The Ember Grove was growing.
Too quickly.
What had once been a wild tangle of grief-flowers and memory-bloomed trees now reached further than it should have. Vines curled over forgotten stones. Roots cracked the foundation of old battlefields. The trees were whispering again—but not in mourning.
They were calling.
And someone was answering.
Kaelen stood at the grove's edge.
He pressed his hand to the oldest tree—the one that bloomed only in the shape of a flame. The ember-scar on his palm warmed, but not with comfort.
With warning.
"She's not here," he whispered.
"So what are you?"
The wind responded in rustling leaves shaped like names—but names he didn't recognize. Not from their war. Not from this world.
And that terrified him most.
Deep beneath the grove, in roots that had never known light, a shape began to take form.
It was not of fire. Not quite.
It was shadow-fire. Cold and remembering.
Where Serythae had burned away what could never be, this thing collected it.
A cinder-mind built from forgotten dreams and buried truths.
It whispered to itself in the voice of those who had never lived:
"If they could unmake the world for what they loved…
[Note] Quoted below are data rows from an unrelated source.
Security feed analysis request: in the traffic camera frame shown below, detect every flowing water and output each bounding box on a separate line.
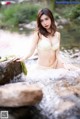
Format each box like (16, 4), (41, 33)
(0, 22), (80, 119)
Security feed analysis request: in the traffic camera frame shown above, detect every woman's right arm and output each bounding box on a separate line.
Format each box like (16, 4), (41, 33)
(18, 32), (39, 61)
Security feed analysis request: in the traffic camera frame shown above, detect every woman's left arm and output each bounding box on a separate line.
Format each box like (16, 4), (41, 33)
(56, 32), (63, 64)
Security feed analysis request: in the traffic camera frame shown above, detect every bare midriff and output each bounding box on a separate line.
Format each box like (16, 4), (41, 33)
(38, 49), (56, 67)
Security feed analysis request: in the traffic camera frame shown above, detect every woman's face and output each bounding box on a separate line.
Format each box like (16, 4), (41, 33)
(40, 14), (51, 30)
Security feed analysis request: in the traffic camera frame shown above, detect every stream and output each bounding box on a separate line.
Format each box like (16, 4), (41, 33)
(0, 22), (80, 119)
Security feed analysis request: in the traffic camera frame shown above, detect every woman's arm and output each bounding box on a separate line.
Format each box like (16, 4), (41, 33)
(56, 32), (63, 64)
(19, 32), (39, 61)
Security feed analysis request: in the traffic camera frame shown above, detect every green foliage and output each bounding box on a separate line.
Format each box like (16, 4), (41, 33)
(62, 4), (80, 21)
(0, 3), (39, 27)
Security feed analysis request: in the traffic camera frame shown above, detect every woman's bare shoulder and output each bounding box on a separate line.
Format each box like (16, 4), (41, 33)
(55, 31), (60, 36)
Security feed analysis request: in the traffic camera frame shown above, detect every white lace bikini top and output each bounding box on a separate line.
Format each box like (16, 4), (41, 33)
(38, 35), (59, 51)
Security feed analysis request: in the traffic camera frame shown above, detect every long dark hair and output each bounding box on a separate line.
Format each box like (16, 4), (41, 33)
(37, 8), (56, 37)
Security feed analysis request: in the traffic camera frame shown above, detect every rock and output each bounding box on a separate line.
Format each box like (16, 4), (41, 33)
(0, 60), (22, 85)
(24, 69), (80, 119)
(0, 82), (43, 107)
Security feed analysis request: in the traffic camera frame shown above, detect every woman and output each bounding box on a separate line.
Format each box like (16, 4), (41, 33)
(16, 8), (79, 69)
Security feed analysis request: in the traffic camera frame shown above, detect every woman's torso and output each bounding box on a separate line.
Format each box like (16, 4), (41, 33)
(37, 32), (59, 67)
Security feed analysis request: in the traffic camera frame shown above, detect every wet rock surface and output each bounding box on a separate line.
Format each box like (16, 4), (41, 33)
(0, 69), (80, 119)
(0, 82), (43, 107)
(0, 60), (22, 85)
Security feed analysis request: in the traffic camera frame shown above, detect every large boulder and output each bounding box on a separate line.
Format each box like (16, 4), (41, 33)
(0, 82), (43, 107)
(0, 60), (22, 85)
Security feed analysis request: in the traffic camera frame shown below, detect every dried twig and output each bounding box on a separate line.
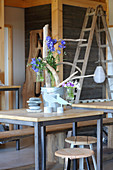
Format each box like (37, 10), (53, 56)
(63, 39), (87, 42)
(58, 62), (82, 73)
(71, 74), (95, 80)
(56, 71), (78, 87)
(43, 61), (60, 86)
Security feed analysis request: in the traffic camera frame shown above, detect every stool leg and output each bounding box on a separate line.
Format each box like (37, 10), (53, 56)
(79, 145), (84, 170)
(85, 158), (91, 170)
(64, 158), (71, 170)
(89, 144), (97, 170)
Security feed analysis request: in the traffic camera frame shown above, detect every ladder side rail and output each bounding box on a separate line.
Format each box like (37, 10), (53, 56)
(75, 12), (97, 103)
(95, 24), (111, 99)
(100, 7), (113, 59)
(70, 8), (91, 75)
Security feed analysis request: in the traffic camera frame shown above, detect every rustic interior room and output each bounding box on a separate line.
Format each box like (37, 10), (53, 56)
(0, 0), (113, 170)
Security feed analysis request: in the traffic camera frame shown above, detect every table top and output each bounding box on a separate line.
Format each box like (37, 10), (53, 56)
(0, 109), (104, 122)
(0, 85), (21, 90)
(72, 101), (113, 110)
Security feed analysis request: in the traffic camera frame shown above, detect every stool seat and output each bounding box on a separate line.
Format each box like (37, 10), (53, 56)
(65, 136), (97, 145)
(55, 148), (94, 159)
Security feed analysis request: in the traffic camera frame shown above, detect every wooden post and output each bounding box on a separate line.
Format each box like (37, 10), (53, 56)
(51, 0), (63, 81)
(43, 25), (51, 87)
(0, 0), (5, 109)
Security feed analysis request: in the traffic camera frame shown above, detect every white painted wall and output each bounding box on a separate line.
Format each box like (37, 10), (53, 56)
(5, 7), (25, 108)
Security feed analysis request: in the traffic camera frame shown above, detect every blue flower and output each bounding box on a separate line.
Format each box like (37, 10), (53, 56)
(57, 50), (61, 54)
(31, 58), (36, 64)
(53, 39), (57, 44)
(46, 36), (51, 41)
(38, 58), (41, 62)
(58, 45), (63, 48)
(34, 68), (39, 72)
(61, 40), (66, 45)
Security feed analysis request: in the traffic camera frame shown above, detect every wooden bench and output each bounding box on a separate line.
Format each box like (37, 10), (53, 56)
(0, 118), (113, 143)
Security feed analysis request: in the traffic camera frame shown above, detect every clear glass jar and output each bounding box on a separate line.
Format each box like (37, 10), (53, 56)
(36, 71), (44, 82)
(66, 87), (74, 103)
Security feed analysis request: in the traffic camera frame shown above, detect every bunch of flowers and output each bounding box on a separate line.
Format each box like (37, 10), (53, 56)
(62, 81), (80, 102)
(28, 36), (65, 86)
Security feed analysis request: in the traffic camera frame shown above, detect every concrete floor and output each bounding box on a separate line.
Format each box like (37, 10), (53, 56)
(0, 137), (113, 170)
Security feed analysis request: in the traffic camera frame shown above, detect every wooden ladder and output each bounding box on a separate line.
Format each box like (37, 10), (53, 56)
(70, 6), (113, 103)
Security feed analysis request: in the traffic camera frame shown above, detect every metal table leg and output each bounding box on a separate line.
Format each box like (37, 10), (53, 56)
(73, 122), (77, 170)
(41, 126), (46, 170)
(34, 122), (41, 170)
(16, 89), (19, 109)
(16, 89), (20, 150)
(97, 117), (103, 170)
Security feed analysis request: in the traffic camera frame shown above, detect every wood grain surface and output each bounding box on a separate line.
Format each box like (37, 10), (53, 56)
(72, 101), (113, 110)
(0, 109), (103, 122)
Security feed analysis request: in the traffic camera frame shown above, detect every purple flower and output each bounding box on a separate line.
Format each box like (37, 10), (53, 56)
(67, 82), (70, 87)
(53, 39), (57, 44)
(46, 36), (51, 41)
(34, 68), (39, 72)
(70, 83), (74, 87)
(57, 50), (61, 54)
(38, 58), (41, 62)
(62, 83), (65, 87)
(58, 45), (63, 48)
(61, 40), (66, 45)
(31, 58), (36, 64)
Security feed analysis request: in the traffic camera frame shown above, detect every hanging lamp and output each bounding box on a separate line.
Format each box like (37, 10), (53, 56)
(94, 14), (105, 83)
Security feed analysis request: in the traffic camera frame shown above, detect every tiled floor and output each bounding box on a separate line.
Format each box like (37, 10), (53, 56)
(0, 137), (113, 170)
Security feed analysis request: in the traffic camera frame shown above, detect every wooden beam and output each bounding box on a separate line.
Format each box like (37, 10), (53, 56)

…then I will make it for what they forgot."
Ashrel felt it first, far in the north.
He'd been tracking the Severer remnants—those few who hadn't unraveled, who instead had become husks wandering with threadless eyes.
They'd stopped moving.
Every last one.
Ashrel found them standing in a circle around a pool of glasslike ice, heads bowed, hands clasped.
Carving names into the air.
Names that had never existed.
"This isn't grief," he murmured.
"This is invention."
He drew his blade again—for the first time since he'd left.
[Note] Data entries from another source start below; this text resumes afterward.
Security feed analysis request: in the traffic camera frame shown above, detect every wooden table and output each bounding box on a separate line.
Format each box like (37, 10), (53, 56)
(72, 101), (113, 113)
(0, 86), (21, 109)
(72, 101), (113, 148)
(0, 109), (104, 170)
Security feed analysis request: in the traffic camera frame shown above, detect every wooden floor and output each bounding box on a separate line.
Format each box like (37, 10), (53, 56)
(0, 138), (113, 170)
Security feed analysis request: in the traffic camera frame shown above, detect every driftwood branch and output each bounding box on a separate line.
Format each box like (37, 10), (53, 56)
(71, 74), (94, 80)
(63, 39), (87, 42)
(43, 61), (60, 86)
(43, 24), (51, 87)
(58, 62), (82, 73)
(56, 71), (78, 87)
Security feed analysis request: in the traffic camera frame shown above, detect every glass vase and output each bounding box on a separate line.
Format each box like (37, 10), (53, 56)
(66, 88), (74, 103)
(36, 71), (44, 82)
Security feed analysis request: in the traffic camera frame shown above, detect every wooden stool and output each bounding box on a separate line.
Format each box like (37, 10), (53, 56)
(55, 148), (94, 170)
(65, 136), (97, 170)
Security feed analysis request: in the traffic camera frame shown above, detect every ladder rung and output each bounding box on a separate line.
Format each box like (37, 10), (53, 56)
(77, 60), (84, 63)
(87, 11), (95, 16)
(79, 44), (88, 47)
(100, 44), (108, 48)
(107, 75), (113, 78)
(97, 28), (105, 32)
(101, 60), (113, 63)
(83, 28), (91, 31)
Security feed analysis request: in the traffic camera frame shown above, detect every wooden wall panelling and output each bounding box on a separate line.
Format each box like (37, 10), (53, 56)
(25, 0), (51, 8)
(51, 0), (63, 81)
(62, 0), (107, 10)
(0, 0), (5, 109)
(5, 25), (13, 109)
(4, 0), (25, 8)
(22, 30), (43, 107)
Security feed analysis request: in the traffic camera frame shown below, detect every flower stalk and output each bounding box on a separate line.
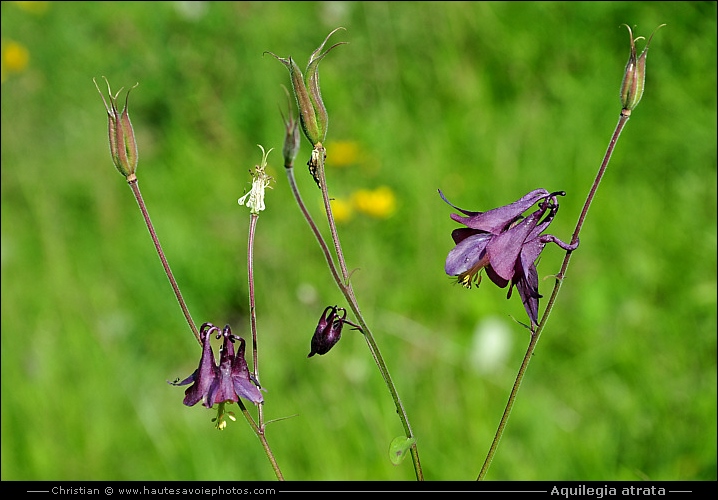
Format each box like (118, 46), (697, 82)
(274, 28), (423, 480)
(477, 24), (665, 481)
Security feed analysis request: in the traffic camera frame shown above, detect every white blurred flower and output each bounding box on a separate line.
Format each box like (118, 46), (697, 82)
(242, 146), (272, 215)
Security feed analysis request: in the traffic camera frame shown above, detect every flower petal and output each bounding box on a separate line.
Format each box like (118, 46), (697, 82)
(451, 189), (549, 234)
(444, 233), (493, 276)
(486, 209), (544, 280)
In Myris, Davin woke from a dream of his mother.
But in the dream, she didn't speak his name.
She spoke someone else's. Over and over. A name that burned like ink on water, always vanishing before it could be held.
"We're being rewritten," he said aloud, and the walls of his study creaked.
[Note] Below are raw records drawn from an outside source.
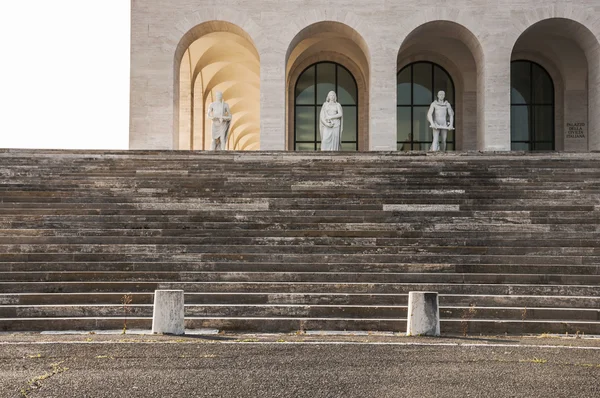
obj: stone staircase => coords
[0,150,600,334]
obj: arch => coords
[511,60,556,151]
[511,17,600,152]
[293,61,360,151]
[396,61,460,151]
[286,21,370,150]
[397,20,485,150]
[173,21,260,150]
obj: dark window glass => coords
[296,66,315,105]
[413,62,433,105]
[294,62,359,151]
[398,68,412,105]
[338,68,358,105]
[510,62,531,104]
[396,62,456,151]
[510,61,555,151]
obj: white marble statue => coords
[427,91,454,152]
[320,91,344,151]
[207,91,231,151]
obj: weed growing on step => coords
[519,358,548,364]
[121,294,133,334]
[21,361,69,397]
[460,304,477,336]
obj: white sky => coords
[0,0,130,149]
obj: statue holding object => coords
[319,91,344,151]
[427,91,454,152]
[207,91,232,151]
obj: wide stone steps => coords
[0,317,599,334]
[0,271,600,285]
[0,304,600,323]
[2,261,600,275]
[0,292,600,310]
[0,150,600,334]
[0,281,598,296]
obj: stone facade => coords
[130,0,600,151]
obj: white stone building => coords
[130,0,600,151]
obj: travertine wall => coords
[130,0,600,151]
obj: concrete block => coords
[406,292,440,336]
[152,290,185,336]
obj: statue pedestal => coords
[406,292,440,336]
[152,290,185,336]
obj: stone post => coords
[406,292,440,336]
[152,290,185,336]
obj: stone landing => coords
[0,150,600,334]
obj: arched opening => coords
[294,62,359,151]
[510,61,555,151]
[397,61,459,151]
[511,18,600,152]
[286,22,369,151]
[397,21,485,151]
[174,21,260,151]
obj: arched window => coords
[294,62,358,151]
[397,62,456,151]
[510,61,554,151]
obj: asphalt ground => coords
[0,334,600,398]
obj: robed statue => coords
[427,91,454,152]
[207,91,231,151]
[319,91,344,151]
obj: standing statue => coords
[207,91,231,151]
[320,91,344,151]
[427,91,454,152]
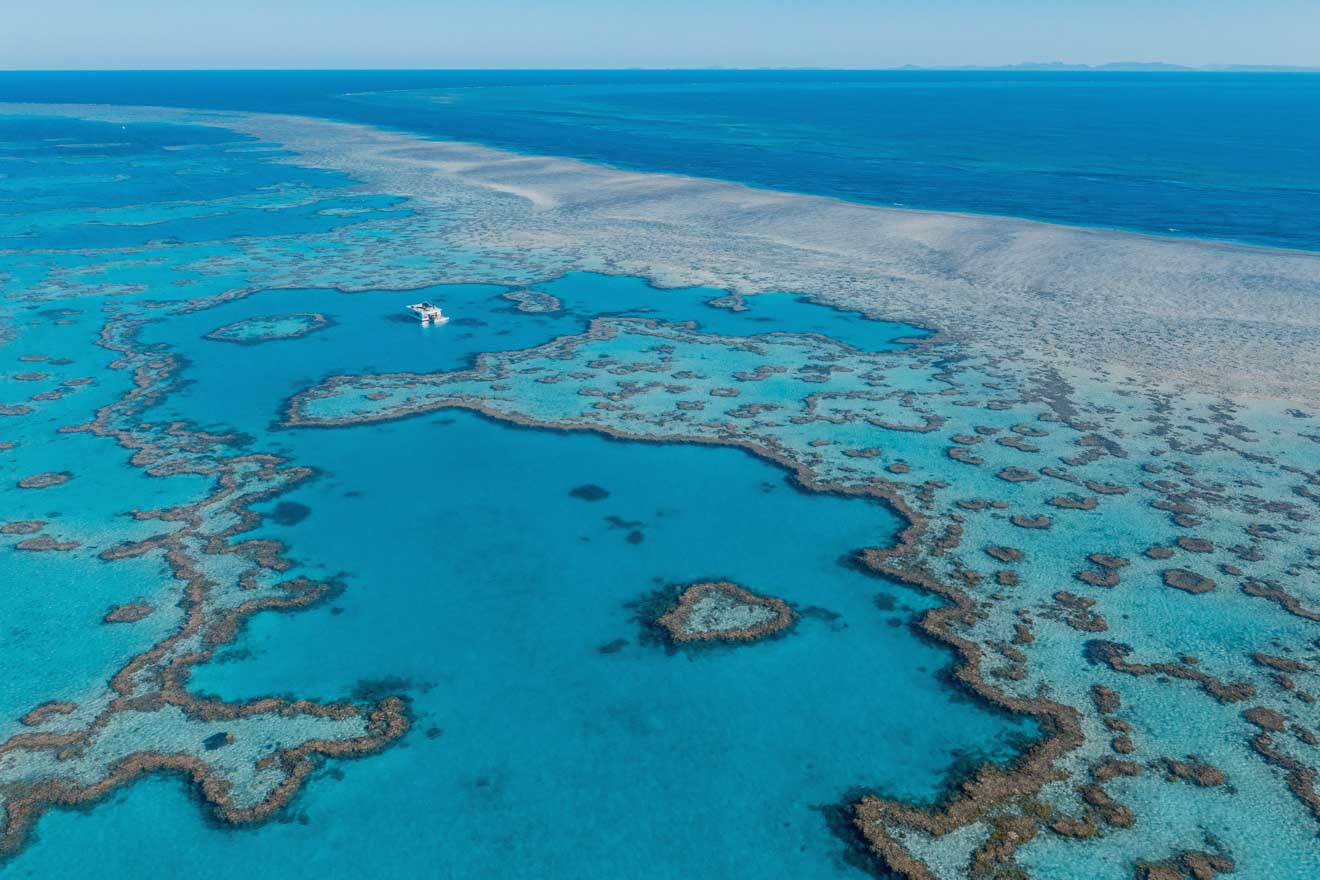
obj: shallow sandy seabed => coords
[0,101,1320,877]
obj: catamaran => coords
[408,302,449,325]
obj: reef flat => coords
[0,99,1320,879]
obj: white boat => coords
[408,302,449,325]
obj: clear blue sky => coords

He opened his journals, the old Weavers' scripts.
And found lines that he had never written.
Lines that began with:
"In the age before Emberlight, there was only—"
But the page ended there, scorched.
In the Ember Grove, a single tree bloomed upside down.
Its roots stretched into the sky like black threads.
And from one of its boughs, a voice whispered in a tongue that had no speaker.
Yet all who heard it recognized it.
Because it sounded like what they'd lost.